Estamos reduzidos a hipóteses desde que tentamos avaliar o valor das diferenças de conformação que separam as nossas raças domésticas mais vizinhas; não sabemos, com efeito, se elas derivam de uma ou muitas espécies mães. Seria, portanto, um ponto muito interessante a elucidar. Se, por exemplo, pudesse provar-se que o Galgo, o Sabujo, o Caçador, o Espanhol e o Buldogue, animais cuja raça, como sabemos, se propaga tão puramente, derivam todos de uma mesma espécie, estávamos evidentemente autorizados a duvidar da imutabilidade de um grande número de espécies selvagens estreitamente ligadas, a das raposas por exemplo, que habitam as diversas partes do globo. Não creio, como veremos em breve, que a soma das diferenças, que constatamos entre as nossas diversas raças de cães, se tenha produzido inteiramente no estado de domesticidade; julgo, ao contrário, que uma parte destas diferenças provém da descendência de espécies distintas. Apesar das raças muito características de algumas outras espécies domésticas, há fortes presunções, ou mesmo provas absolutas de que descendem todas de uma origem selvagem comum.
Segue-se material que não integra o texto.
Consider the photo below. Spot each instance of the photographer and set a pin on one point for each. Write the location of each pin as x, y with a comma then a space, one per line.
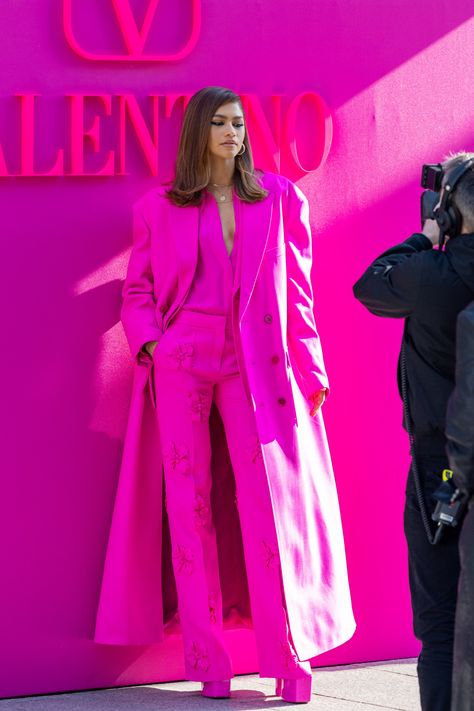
428, 288
460, 434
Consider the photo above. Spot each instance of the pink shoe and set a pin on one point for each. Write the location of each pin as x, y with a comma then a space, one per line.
296, 691
215, 689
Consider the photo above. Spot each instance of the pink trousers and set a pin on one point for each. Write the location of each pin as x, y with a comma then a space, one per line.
195, 364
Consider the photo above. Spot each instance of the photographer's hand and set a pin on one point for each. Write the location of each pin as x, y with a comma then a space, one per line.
432, 231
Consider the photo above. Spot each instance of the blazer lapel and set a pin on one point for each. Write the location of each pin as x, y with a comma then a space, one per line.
183, 226
254, 229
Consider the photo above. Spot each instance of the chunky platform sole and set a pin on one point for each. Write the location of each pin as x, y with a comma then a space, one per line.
215, 689
295, 691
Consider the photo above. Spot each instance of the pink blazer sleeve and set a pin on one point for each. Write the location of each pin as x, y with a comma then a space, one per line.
303, 338
138, 307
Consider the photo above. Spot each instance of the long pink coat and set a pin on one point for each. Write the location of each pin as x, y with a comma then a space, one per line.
280, 348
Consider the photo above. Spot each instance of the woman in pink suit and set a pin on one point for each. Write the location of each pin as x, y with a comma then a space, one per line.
218, 310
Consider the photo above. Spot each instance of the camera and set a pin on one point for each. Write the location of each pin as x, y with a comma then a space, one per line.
431, 179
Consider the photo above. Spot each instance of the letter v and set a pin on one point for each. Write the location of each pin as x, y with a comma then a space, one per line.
134, 38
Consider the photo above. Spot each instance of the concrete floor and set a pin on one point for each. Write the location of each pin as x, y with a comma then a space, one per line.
359, 687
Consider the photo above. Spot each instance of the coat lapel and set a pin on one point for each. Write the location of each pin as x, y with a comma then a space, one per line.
184, 227
255, 220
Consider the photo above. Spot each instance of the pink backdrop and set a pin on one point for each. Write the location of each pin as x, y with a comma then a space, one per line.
384, 70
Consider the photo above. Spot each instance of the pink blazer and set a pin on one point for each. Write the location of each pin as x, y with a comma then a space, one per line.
281, 351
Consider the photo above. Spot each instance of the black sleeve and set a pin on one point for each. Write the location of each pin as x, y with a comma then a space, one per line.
391, 285
460, 413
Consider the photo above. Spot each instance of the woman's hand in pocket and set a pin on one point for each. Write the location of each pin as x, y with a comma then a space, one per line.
149, 347
317, 400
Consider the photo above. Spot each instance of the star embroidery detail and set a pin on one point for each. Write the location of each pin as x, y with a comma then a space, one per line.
270, 555
184, 561
181, 355
212, 610
177, 457
256, 451
199, 404
201, 511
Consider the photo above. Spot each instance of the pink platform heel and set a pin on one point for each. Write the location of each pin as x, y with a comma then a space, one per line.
215, 689
295, 691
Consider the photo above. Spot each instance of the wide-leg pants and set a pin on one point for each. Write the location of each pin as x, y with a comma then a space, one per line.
195, 364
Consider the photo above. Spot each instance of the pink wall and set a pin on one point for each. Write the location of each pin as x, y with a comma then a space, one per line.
383, 69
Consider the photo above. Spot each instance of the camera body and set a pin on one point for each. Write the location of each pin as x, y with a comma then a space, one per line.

Tem-se pretendido muitas vezes que, para os reduzir à domesticidade, o homem escolheu animais e plantas que apresentam uma tendência inerente excepcional à variação, e que possuíam a faculdade de suportar os mais diferentes climas. Não contesto que estas aptidões tenham aumentado muito o valor da maior parte dos nossos produtos domésticos; mas como poderia um selvagem saber, quando aprisionou um animal, se esse animal era susceptível de variar nas gerações futuras e suportar as mudanças de clima? Acaso a fraca variabilidade do jumento e do pato, a pouca disposição da rena para o calor ou do camelo para o frio, impediram a sua domesticação?